Testing and Diagnosis
There are many tests that can be done to diagnose HIE.  Some of these include Brain MRI, Head CT Scan, EEG, Head PET Scan, cord blood gas, and a handful of others.  As previously stated however, diagnosing HIE is only the beginning.  Each patient has to be monitored and fully examined for any type of medical prognosis. 

Treatments
In the past 3-5 years there has been a lot done to improve the expectations for brain injured infants.  If the event is caught early, and treatments start within the first 6 hours, recent studies show that cooling (hypothermia) is giving these babies much better prognosis.  Just as you ice a sprained ankle, if you cool a brain while it is swelling (or other organs swelling as a result of the brain swell) the cooling reduces the swelling leading to less global necrosis (cell death).  Originally the cooling was done just on the brain by use of cooling caps.  Now there are also cooling blankets used in NICUs to cool the entire body.  The NICU staff has to maintain the core temperature very closely.  Not all NICU’s or ICU’s have the cooling equipment.  Most level IV and some level III NICU’s across the US are now able to cool babies that have suffered a brain injury.

Often after a full medical work up, HIE patients are given very poor expectations.  Doctors don’t always know what to tell parents. A lot of this is due to advances in medicine.  Doctors are able to revive and save many children that would not have previously survived.  The life saving skills have improved, but the rest of the medical field left to support the survivors are still catching up.  As time goes by there will hopefully be more statistics and data for HIE patients.  As the data becomes available hopefully there will be a more consistent, productive approach to the treatment, prevention, and rehabilitation of HIE patients.

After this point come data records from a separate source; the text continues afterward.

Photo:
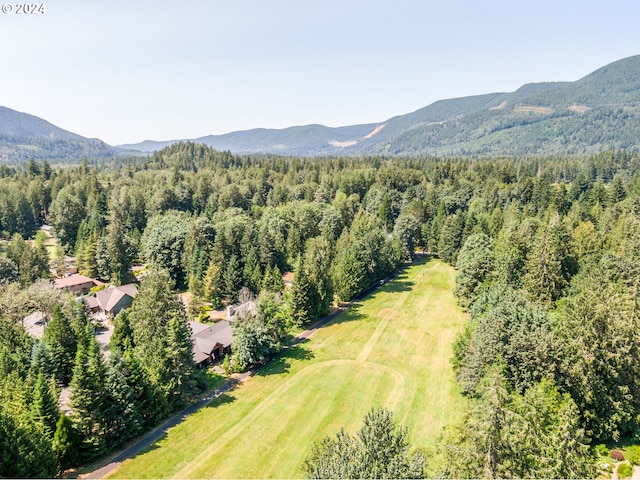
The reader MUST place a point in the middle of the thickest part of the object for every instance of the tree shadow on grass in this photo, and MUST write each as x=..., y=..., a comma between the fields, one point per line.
x=281, y=362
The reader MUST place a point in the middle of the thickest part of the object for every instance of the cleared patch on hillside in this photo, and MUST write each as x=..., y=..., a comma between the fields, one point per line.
x=533, y=109
x=349, y=143
x=579, y=108
x=375, y=131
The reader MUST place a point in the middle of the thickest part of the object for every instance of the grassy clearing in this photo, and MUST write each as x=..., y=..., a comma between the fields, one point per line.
x=392, y=349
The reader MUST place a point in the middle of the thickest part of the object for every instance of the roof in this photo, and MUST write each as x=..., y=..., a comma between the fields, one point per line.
x=206, y=338
x=245, y=310
x=74, y=280
x=111, y=297
x=287, y=277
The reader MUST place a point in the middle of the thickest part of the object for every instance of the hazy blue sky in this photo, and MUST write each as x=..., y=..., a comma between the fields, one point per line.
x=125, y=71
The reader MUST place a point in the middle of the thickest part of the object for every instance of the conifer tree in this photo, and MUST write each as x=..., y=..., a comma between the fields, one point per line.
x=45, y=405
x=232, y=279
x=62, y=343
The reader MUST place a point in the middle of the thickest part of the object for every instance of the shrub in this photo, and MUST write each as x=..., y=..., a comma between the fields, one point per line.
x=625, y=470
x=616, y=455
x=633, y=454
x=601, y=450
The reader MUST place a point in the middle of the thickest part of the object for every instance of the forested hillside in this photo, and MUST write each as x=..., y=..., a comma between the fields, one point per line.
x=597, y=113
x=594, y=114
x=547, y=258
x=24, y=137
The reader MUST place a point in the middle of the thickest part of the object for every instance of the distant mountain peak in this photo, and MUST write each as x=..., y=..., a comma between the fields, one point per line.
x=600, y=111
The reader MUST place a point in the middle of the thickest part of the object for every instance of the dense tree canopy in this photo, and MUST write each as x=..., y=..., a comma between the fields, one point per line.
x=546, y=251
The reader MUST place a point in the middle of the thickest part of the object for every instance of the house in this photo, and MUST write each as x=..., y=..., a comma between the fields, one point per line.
x=113, y=299
x=77, y=284
x=243, y=310
x=34, y=324
x=287, y=279
x=210, y=341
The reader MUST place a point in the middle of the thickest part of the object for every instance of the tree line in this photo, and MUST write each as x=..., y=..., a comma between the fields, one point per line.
x=546, y=251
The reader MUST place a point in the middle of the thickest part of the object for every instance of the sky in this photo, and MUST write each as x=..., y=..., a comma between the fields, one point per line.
x=127, y=71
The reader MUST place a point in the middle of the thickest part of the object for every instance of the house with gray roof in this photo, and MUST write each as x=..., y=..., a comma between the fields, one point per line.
x=113, y=299
x=210, y=341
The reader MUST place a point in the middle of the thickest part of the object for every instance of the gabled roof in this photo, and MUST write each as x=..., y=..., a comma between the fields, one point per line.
x=206, y=338
x=75, y=279
x=287, y=278
x=109, y=298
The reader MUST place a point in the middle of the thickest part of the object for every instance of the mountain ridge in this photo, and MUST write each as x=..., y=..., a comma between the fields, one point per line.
x=600, y=111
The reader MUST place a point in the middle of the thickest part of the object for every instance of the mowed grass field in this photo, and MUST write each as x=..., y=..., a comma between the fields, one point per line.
x=392, y=349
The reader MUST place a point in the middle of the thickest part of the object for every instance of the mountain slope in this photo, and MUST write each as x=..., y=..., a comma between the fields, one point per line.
x=598, y=112
x=24, y=136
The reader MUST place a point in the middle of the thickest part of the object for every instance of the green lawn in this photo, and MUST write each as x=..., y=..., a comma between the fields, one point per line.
x=393, y=349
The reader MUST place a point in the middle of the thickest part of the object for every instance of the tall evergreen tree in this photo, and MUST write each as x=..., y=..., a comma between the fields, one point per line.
x=45, y=405
x=232, y=279
x=61, y=342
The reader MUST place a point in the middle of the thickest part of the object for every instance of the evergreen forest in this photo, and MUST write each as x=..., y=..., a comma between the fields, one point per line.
x=548, y=267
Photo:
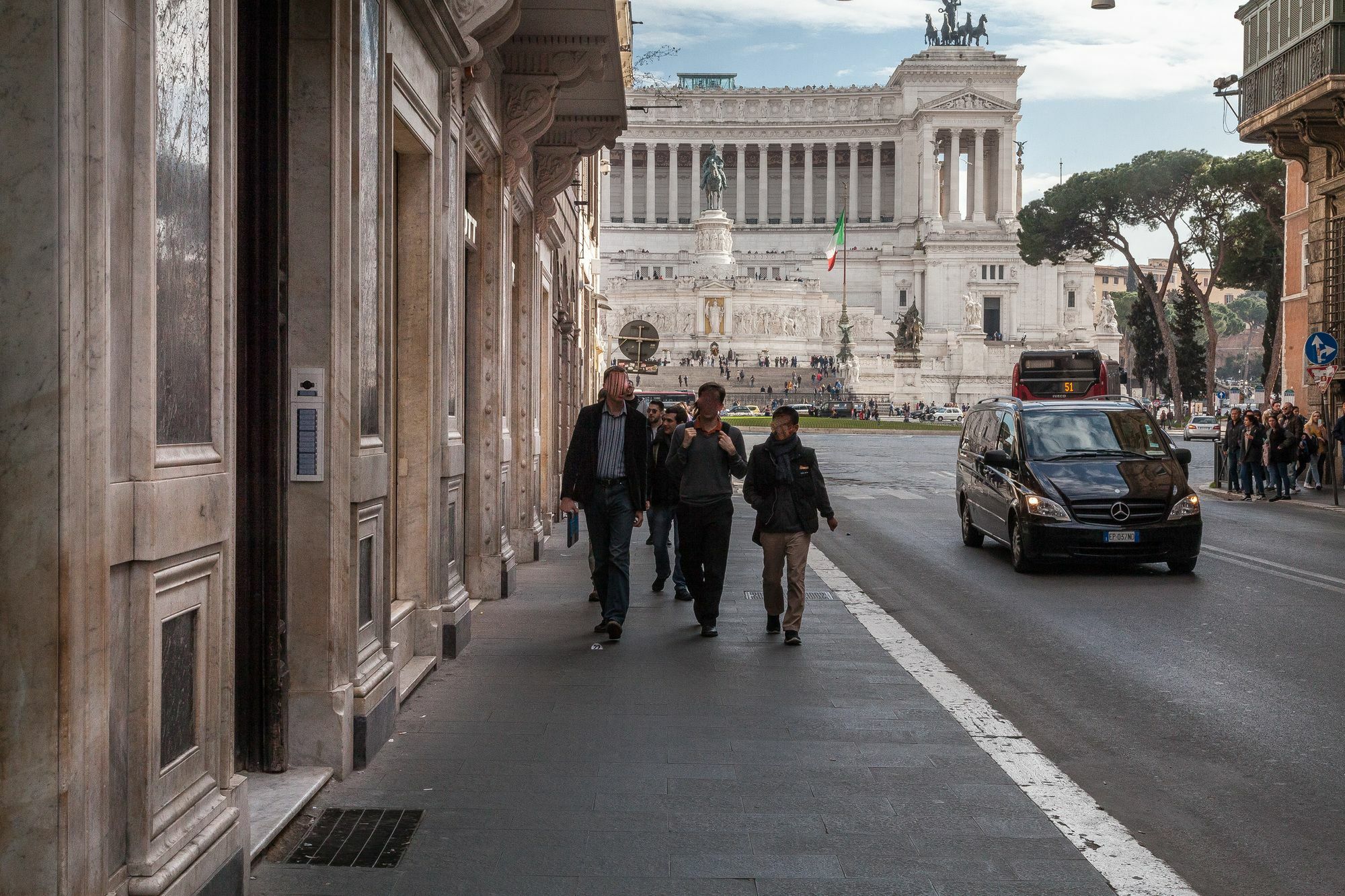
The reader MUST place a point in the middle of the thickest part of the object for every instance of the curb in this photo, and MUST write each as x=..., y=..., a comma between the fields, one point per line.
x=1222, y=495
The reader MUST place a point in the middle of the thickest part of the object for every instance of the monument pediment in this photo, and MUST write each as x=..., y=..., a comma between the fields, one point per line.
x=968, y=100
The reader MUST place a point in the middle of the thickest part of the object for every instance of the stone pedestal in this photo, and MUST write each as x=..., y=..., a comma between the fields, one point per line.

Currently doctors treat the symptoms.  HIE patients often see a team of specialists.  These specialists can include just about any area.  Orthopedics often help patients dealing with muscle issues.  The ortho may recommend medications to loosen or stiffen muscles (such as Botox injections, baclofen or clonazepam to name a few).  Some may suggest surgery to help with range of motion, relieve pain, or help with positioning.  Pulmonologists are usually members on the medical team.  Many HIE patients have issues with swallowing with leads to aspirations and other airway issues.  The gag, suck and swallow issues usually lead to a gtube or some other form on non-oral feeding adding a GI to the team.  Seizures are almost expected with HIE patients.  A neurologist is usually on board to monitor the brain as the child develops as well as to manage seizures.  In addition to a team of medical specialists, most HIE patients also see a team of therapists (occupational, speech, physical, vision, etc.).

There are a few non-standard treatments.  Non-standard is also non-covered.  These treatments can be expensive, often require travel, and depending on the relationship with the current medical team, the patient may or may not get a lot of support for related follow-ups and/or possible complications.  These treatments are at the discretion of each patient (and his/her caregivers).  If you decide to pursue these treatments, please let your medical team know. 

Hyperbaric Oxygen Therapy (HBOT) is one option.  The patient is put into a pressure controlled tank with high levels of oxygen.  The idea is that the increased oxygen will increase blood flow to the brain.  Just like HIE is due to a lack of oxygen, many people feel that the increased oxygen through HBOT will help repair some of the damaged cells.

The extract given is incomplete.